Di solito quelle frasi sono brutte e stupide e senza promessa di poesia o altro. Un paio di anni fa, però, ho notato che una certa parola veniva usata con frequenza nel nostro discorso politico.plutocrate. Ne ho sentito una grande attrazione. Sembrava provenire da un luogo antico e potente, e portare con sé l’essenza paradossale della paura, del desiderio, dell’odio, dell’ammirazione e della capitolazione verso la ricchezza, il privilegio e la disuguaglianza così profondamente radicati nelle nostre menti tardo-capitaliste. Contiene il nome di un antico dio, il signore della morte, nonché un pianeta degradato e una parentela con l'elemento radioattivo plutonio.
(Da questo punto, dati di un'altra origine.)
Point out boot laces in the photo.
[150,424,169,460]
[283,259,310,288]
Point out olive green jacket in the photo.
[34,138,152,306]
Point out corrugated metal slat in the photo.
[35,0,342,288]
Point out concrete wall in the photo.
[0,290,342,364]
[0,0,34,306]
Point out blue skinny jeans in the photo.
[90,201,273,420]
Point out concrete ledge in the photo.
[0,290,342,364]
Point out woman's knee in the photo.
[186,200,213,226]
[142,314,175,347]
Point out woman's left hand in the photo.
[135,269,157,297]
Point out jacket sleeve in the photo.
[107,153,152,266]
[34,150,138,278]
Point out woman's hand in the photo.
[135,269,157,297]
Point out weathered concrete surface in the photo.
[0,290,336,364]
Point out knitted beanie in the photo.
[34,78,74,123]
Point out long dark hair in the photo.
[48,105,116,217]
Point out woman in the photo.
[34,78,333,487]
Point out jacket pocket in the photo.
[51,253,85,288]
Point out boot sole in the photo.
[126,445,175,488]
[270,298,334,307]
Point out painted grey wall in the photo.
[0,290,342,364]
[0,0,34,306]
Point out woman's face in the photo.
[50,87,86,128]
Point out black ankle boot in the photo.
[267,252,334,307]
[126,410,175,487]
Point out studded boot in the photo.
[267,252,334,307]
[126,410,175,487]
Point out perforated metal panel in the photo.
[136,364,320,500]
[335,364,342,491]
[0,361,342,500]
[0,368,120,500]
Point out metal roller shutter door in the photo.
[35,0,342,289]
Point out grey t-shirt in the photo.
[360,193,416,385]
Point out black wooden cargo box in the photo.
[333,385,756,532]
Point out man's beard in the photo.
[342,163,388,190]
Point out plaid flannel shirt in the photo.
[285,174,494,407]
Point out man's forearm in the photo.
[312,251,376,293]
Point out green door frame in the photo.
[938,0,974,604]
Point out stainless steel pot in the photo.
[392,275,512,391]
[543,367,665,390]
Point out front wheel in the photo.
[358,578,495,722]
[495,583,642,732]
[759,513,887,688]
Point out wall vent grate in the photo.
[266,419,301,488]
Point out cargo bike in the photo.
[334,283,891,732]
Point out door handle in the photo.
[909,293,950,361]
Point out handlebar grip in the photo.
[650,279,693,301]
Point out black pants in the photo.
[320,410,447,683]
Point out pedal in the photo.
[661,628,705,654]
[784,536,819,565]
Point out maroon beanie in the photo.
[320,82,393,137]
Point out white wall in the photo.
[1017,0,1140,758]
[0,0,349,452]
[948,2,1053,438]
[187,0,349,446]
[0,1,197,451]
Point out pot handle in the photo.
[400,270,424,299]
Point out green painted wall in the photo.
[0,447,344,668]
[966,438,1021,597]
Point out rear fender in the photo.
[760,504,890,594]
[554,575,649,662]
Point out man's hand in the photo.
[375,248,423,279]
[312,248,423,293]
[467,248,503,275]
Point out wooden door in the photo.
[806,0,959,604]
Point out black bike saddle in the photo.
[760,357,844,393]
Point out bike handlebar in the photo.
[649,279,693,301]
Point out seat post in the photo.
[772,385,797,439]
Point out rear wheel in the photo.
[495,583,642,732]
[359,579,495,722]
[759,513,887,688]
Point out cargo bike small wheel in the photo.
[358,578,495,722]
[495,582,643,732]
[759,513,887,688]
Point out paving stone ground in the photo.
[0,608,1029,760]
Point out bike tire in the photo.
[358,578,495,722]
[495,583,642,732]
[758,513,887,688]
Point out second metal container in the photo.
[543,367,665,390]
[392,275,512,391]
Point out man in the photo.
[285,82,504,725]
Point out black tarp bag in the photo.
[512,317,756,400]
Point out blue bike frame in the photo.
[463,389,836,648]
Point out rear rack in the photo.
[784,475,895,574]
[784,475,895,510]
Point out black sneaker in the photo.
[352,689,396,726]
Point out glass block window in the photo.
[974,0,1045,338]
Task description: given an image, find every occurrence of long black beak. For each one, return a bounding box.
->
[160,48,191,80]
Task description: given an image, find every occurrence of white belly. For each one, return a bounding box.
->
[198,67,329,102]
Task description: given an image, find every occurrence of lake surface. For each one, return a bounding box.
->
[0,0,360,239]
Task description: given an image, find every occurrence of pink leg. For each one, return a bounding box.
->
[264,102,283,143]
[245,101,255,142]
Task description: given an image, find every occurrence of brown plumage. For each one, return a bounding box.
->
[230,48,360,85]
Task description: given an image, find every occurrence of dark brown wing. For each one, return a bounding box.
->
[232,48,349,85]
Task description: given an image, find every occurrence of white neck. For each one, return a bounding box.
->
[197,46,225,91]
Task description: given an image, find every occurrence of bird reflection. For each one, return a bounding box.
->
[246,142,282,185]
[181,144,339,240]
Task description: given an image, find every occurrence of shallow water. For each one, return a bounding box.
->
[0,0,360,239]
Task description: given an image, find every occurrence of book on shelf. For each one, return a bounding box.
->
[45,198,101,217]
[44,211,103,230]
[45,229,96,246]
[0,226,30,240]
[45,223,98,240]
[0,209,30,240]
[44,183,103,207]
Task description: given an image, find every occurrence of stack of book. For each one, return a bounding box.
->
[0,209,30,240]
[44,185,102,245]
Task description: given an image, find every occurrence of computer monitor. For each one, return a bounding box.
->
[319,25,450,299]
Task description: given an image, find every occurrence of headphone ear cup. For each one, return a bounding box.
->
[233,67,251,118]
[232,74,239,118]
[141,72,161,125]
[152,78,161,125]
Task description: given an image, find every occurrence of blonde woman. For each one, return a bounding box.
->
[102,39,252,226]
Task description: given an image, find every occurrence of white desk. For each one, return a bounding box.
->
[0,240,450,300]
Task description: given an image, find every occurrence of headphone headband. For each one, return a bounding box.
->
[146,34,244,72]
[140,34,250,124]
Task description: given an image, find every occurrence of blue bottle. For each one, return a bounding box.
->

La poesia seguente nasce dalla riflessione sulla parola Plutocrate. Credo che tutta la mia poesia, politica o meno, nasca da un'attrazione irragionevole e imprevedibile per qualcosa che riguarda il linguaggio: una parola, una frase, persino una sintassi. E questa parola, frase o sintassi risplende un po’ di luminosa possibilità. Un gettone. Di cosa? Di una consapevolezza pericolosa, emozionante, paradossale, misteriosa. Questa consapevolezza è “politica” per il poeta o per il lettore? Non lo so davvero. I surrealisti pensavano di sì, e forse avevano ragione. Solo per essere in quello stato di liberazione, per risvegliarsi dalla mondana emivita della lingua morta nella strana meraviglia di una nuova consapevolezza. Questa è la promessa della poesia. Per me il bisogno di parlare in poesia nasce sempre dallo stesso desiderio, di essere in quello che Paul Valéry chiama “lo stato d’animo poetico”, la cui produzione è, in definitiva, lo scopo della poesia.


¤


POESIA PER PLUTOCRATI


Una giornata mite


il corpo cammina


fuori dall'atrio


fatto di vetro


poi oltre le tende blu


e tutte le urla


gente, pensa


non può o rifiuta


per vedere le astrazioni


come il denaro e i diritti


deve essere delicato


assemblato in


grandi forze


nessuno può toccare


quindi quelle forze


a sua volta spingerà


macchinariche vuole


niente nemmeno


restare fermo


nella costruzione


una fabbrica o un ponte


queste persone


può lavorare dentro o attraversare


lui pensa


cosa non lo fanno


capire


è qualunque cosa sia


deve esattamente


essere così


non importa cosa


nulla cambierà


lo faremo sempre


essere egoista


e ora lo è


cominciò a piovere


il corpo ottiene


un po' più caldo


presto lo farà


stendersi sul letto


e i medici


solennemente a


il capezzale si precipiterà


e fare molte cose,


minuscolo argento


i contenitori saranno


posto all'interno


il corpo da tenere


terribileradiazione


accanto a qualunque cosa


deve essere sradicato


ma tutti


saprà che lo è


la fine, dicono alcuni


è solo un altro


paese da governare


e forse molti


anni da adesso


molto tempo dopo il corpo


è tornato indietro


nella terra


dove appartiene


giovani


attraverso una porta


sotto il suo nome


scolpito in oro


si trasferirà in


una stanza per imparare


tecniche delicate


per aver portato giustizia


per gli altri


e noi stessi


scoperto finalmente


dalle persone


tutti noi


vivo oggi


sono troppo vecchi


sapere



*Questa poesia è stata originariamente pubblicata in una forma precedente sul sito web di Occupy Writers e appare inOrso del sole, Copper Canyon Press, 2014.


¤


Matthew Zapruder è un poeta, editore e insegnante americano. La sua raccolta, The Pyjamaist, ha vinto il premio William Carlos Williams della Poetry Society of America nel 2007.

References

Top Articles
Latest Posts
Article information

Author: Ouida Strosin DO

Last Updated: 09/21/2023

Views: 6254

Rating: 4.6 / 5 (56 voted)

Reviews: 87% of readers found this page helpful

Author information

Name: Ouida Strosin DO

Birthday: 1995-04-27

Address: Suite 927 930 Kilback Radial, Candidaville, TN 87795

Phone: +8561498978366

Job: Legacy Manufacturing Specialist

Hobby: Singing, Mountain biking, Water sports, Water sports, Taxidermy, Polo, Pet

Introduction: My name is Ouida Strosin DO, I am a precious, combative, spotless, modern, spotless, beautiful, precious person who loves writing and wants to share my knowledge and understanding with you.